Bei Mattersburg-Sturm können Gerald Baumgartner und Franco Foda zwischen drei Neuen wählen: Cesar Ortiz, Atanga und „Major“ Maierhofer, wer kann das Schlusslicht nach vorne pushen? Mit zwei Mittelstürmern, mit Maierhofer und Bürger, werden die Burgenländer wohl nicht beginnen. Allen drei Winterkäufe fehlte im Herbst die nötige Spielpraxis. Trifft bei Sturm auf Chabbi und Hoffenheim-Leihgabe Atik zu, nicht auf den Norweger Ovenstad. Bei den Grazern wären durch die Abgänge von Matic und Edomwonyi Plätze Ovenstadt und Chabbi frei. Sportchef Günter Kreissl findet es aber nicht maßgeblich, ob die drei Neuen auf Anhieb zu den ersten elf zähle. Sein nachvollziehbares Argument: „Man holt ja Spieler nicht für ein Match,sondern, weil sie auf Dauer etwas bringen sollen.“
Keine Neuen werden sicher Winterkönig Altach, Austria, Rapid und Ried aufbieten.
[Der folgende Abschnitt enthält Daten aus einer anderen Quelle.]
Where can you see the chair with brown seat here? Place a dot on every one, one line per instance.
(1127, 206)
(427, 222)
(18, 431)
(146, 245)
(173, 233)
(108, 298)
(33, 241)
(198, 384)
Bei den Wiener Klubs und im Innviertel gibt es keine. Sehr wohl hätte Heimo Pfeifenberger bei Wolfsbergs Start gegen Ried die Möglichkeit, auf Winterkäufe zu setzen. Abwarten, wie hoch bei ihm Mario Leitgeb, den er noch von Grödig kennt, sowie Jamaika-Stürmer Orgill im Kurs stehen. Apropos Jamaika: Bailey hätte Pfeifenberger allein schon von der Qualität her sicher lieber, als Orgill. Da gäbe es keine Diskussion, ist aber Utopie. Denn der Unterschied im Preis sind wohl mindestens zwei Jahresbudgets der Kärntner. Und Österreich wäre für einen, der in Belgien spielte, ein Schritt zurück. Bailey wollte einen nach vorne machen.